Codeforces Round #374 (Div. 2) B. Passwords 贪心

时间:2023-03-08 17:27:09
Codeforces Round #374 (Div. 2) B. Passwords 贪心

B. Passwords

题目连接:

http://codeforces.com/contest/721/problem/B

Description

Vanya is managed to enter his favourite site Codehorses. Vanya uses n distinct passwords for sites at all, however he can't remember which one exactly he specified during Codehorses registration.

Vanya will enter passwords in order of non-decreasing their lengths, and he will enter passwords of same length in arbitrary order. Just when Vanya will have entered the correct password, he is immediately authorized on the site. Vanya will not enter any password twice.

Entering any passwords takes one second for Vanya. But if Vanya will enter wrong password k times, then he is able to make the next try only 5 seconds after that. Vanya makes each try immediately, that is, at each moment when Vanya is able to enter password, he is doing that.

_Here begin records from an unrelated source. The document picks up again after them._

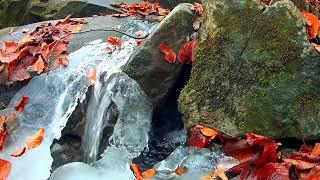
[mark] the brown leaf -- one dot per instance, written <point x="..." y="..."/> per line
<point x="19" y="153"/>
<point x="23" y="102"/>
<point x="36" y="139"/>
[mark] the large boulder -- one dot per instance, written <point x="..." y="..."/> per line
<point x="254" y="71"/>
<point x="147" y="65"/>
<point x="19" y="12"/>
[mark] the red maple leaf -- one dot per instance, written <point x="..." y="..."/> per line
<point x="170" y="55"/>
<point x="20" y="106"/>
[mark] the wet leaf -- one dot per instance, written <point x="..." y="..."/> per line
<point x="149" y="173"/>
<point x="5" y="168"/>
<point x="187" y="52"/>
<point x="137" y="171"/>
<point x="39" y="65"/>
<point x="170" y="55"/>
<point x="36" y="139"/>
<point x="20" y="152"/>
<point x="180" y="171"/>
<point x="21" y="105"/>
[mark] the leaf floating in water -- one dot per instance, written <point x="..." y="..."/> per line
<point x="149" y="173"/>
<point x="20" y="152"/>
<point x="170" y="55"/>
<point x="137" y="171"/>
<point x="92" y="76"/>
<point x="36" y="139"/>
<point x="5" y="168"/>
<point x="180" y="171"/>
<point x="21" y="105"/>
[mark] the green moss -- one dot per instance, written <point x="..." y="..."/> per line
<point x="247" y="74"/>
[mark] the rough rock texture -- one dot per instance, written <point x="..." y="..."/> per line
<point x="147" y="64"/>
<point x="101" y="22"/>
<point x="19" y="12"/>
<point x="254" y="71"/>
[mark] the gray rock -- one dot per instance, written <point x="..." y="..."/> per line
<point x="255" y="71"/>
<point x="147" y="65"/>
<point x="20" y="12"/>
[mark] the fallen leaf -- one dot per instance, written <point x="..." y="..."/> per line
<point x="5" y="168"/>
<point x="39" y="65"/>
<point x="36" y="139"/>
<point x="170" y="55"/>
<point x="23" y="102"/>
<point x="149" y="173"/>
<point x="187" y="52"/>
<point x="137" y="171"/>
<point x="209" y="132"/>
<point x="115" y="41"/>
<point x="19" y="153"/>
<point x="92" y="76"/>
<point x="180" y="171"/>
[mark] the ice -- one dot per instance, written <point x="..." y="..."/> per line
<point x="198" y="162"/>
<point x="53" y="98"/>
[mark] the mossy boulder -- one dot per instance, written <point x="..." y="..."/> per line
<point x="20" y="12"/>
<point x="254" y="71"/>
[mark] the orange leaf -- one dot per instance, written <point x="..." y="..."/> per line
<point x="39" y="65"/>
<point x="313" y="24"/>
<point x="149" y="173"/>
<point x="20" y="152"/>
<point x="209" y="132"/>
<point x="5" y="168"/>
<point x="36" y="139"/>
<point x="300" y="164"/>
<point x="92" y="76"/>
<point x="180" y="171"/>
<point x="20" y="106"/>
<point x="115" y="41"/>
<point x="170" y="55"/>
<point x="58" y="47"/>
<point x="137" y="171"/>
<point x="316" y="150"/>
<point x="187" y="52"/>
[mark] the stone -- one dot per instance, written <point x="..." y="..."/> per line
<point x="20" y="12"/>
<point x="147" y="65"/>
<point x="254" y="71"/>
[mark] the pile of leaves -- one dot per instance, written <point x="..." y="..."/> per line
<point x="141" y="9"/>
<point x="36" y="49"/>
<point x="7" y="124"/>
<point x="258" y="156"/>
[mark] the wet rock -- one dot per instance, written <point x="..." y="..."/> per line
<point x="19" y="12"/>
<point x="254" y="71"/>
<point x="147" y="66"/>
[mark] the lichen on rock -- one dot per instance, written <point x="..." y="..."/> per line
<point x="254" y="71"/>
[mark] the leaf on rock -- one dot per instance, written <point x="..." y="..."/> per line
<point x="180" y="171"/>
<point x="115" y="41"/>
<point x="170" y="55"/>
<point x="187" y="52"/>
<point x="36" y="139"/>
<point x="21" y="105"/>
<point x="39" y="65"/>
<point x="149" y="173"/>
<point x="137" y="171"/>
<point x="20" y="152"/>
<point x="58" y="48"/>
<point x="5" y="168"/>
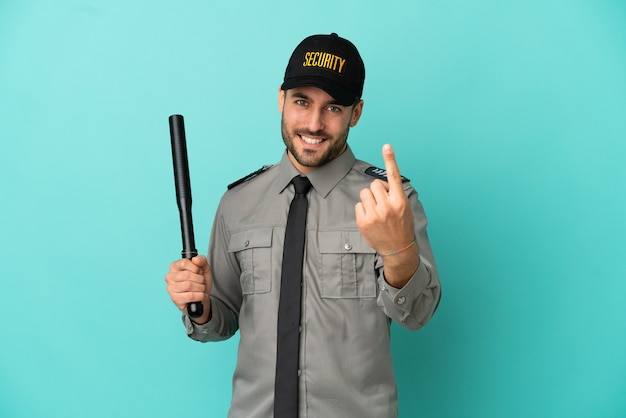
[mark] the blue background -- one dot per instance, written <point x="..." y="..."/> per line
<point x="508" y="117"/>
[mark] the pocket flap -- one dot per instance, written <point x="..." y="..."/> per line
<point x="250" y="238"/>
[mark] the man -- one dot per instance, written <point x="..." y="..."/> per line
<point x="367" y="259"/>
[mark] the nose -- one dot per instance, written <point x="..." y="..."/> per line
<point x="315" y="120"/>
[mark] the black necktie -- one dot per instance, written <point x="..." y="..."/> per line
<point x="288" y="342"/>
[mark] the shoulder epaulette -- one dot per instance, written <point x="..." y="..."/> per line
<point x="249" y="176"/>
<point x="380" y="173"/>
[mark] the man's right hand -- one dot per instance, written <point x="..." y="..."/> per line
<point x="191" y="281"/>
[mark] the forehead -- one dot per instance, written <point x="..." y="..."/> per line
<point x="312" y="93"/>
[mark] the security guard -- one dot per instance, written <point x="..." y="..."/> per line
<point x="367" y="260"/>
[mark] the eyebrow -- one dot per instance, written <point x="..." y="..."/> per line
<point x="301" y="95"/>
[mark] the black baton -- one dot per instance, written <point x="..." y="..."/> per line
<point x="183" y="196"/>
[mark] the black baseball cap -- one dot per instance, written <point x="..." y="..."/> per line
<point x="330" y="63"/>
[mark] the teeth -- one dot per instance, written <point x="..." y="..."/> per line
<point x="312" y="141"/>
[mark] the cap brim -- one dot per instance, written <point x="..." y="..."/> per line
<point x="343" y="96"/>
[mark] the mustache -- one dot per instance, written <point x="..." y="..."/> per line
<point x="320" y="133"/>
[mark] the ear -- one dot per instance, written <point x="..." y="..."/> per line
<point x="356" y="113"/>
<point x="281" y="99"/>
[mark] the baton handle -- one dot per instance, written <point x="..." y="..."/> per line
<point x="183" y="196"/>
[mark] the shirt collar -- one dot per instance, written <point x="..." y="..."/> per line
<point x="323" y="178"/>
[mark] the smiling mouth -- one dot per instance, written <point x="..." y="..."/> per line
<point x="311" y="141"/>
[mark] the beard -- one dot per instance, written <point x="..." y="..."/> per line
<point x="313" y="158"/>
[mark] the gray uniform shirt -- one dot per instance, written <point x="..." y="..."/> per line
<point x="347" y="306"/>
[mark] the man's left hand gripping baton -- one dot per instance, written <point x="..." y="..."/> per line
<point x="183" y="196"/>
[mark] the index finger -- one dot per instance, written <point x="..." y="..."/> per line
<point x="393" y="172"/>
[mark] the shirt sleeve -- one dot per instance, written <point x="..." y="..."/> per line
<point x="413" y="305"/>
<point x="226" y="293"/>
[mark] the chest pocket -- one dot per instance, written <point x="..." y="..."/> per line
<point x="347" y="265"/>
<point x="253" y="249"/>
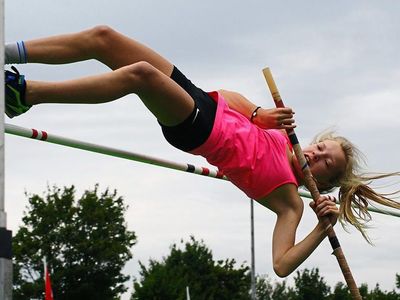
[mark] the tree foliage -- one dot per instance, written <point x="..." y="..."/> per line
<point x="86" y="243"/>
<point x="309" y="285"/>
<point x="192" y="267"/>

Determine how many seconds will Vanya need to enter Codehorses in the best case for him (if he spends minimum possible number of second) and in the worst case (if he spends maximum possible amount of seconds).

Input

The first line of the input contains two integers n and k (1 ≤ n, k ≤ 100) — the number of Vanya's passwords and the number of failed tries, after which the access to the site is blocked for 5 seconds.

The next n lines contains passwords, one per line — pairwise distinct non-empty strings consisting of latin letters and digits. Each password length does not exceed 100 characters.

The last line of the input contains the Vanya's Codehorses password. It is guaranteed that the Vanya's Codehorses password is equal to some of his n passwords.

Output

Consider the first sample case. As soon as all passwords have the same length, Vanya can enter the right password at the first try as well as at the last try. If he enters it at the first try, he spends exactly 1 second. Thus in the best case the answer is 1. If, at the other hand, he enters it at the last try, he enters another 4 passwords before. He spends 2 seconds to enter first 2 passwords, then he waits 5 seconds as soon as he made 2 wrong tries. Then he spends 2 more seconds to enter 2 wrong passwords, again waits 5 seconds and, finally, enters the correct password spending 1 more second. In summary in the worst case he is able to be authorized in 15 seconds.

Sample Input

5 2

cba

abc

bb1

abC

ABC

abc

Sample Output

1 15

Hint

题意

有n个字符串,这个人从短的密码开始输入,如果密码长度相同,那就随便输出其中一个。

每当他输错k次的时候,就会暂停五秒。

问你最好情况下,他需要多少秒输对密码,最差情况呢

题解:

贪心一下就好了

代码

#include<bits/stdc++.h>
using namespace std;
const int maxn = 105;
int n,k;
string s[maxn];
string ac;
bool cmp(string a,string b)
{
return a.size()<b.size();
}
int main()
{
scanf("%d%d",&n,&k);
for(int i=1;i<=n;i++)
cin>>s[i];
cin>>ac;
sort(s+1,s+1+n,cmp);
int ans = 0;
int ans1 = 0 ,ans2 = 0;
for(int i=1;i<=n;i++)
{
if(s[i].size()<ac.size())ans1++;
if(s[i].size()<=ac.size()&&ac!=s[i])ans2++;
}
cout<<1+ans1/k*5+ans1<<" "<<1+ans2/k*5+ans2<<endl;
}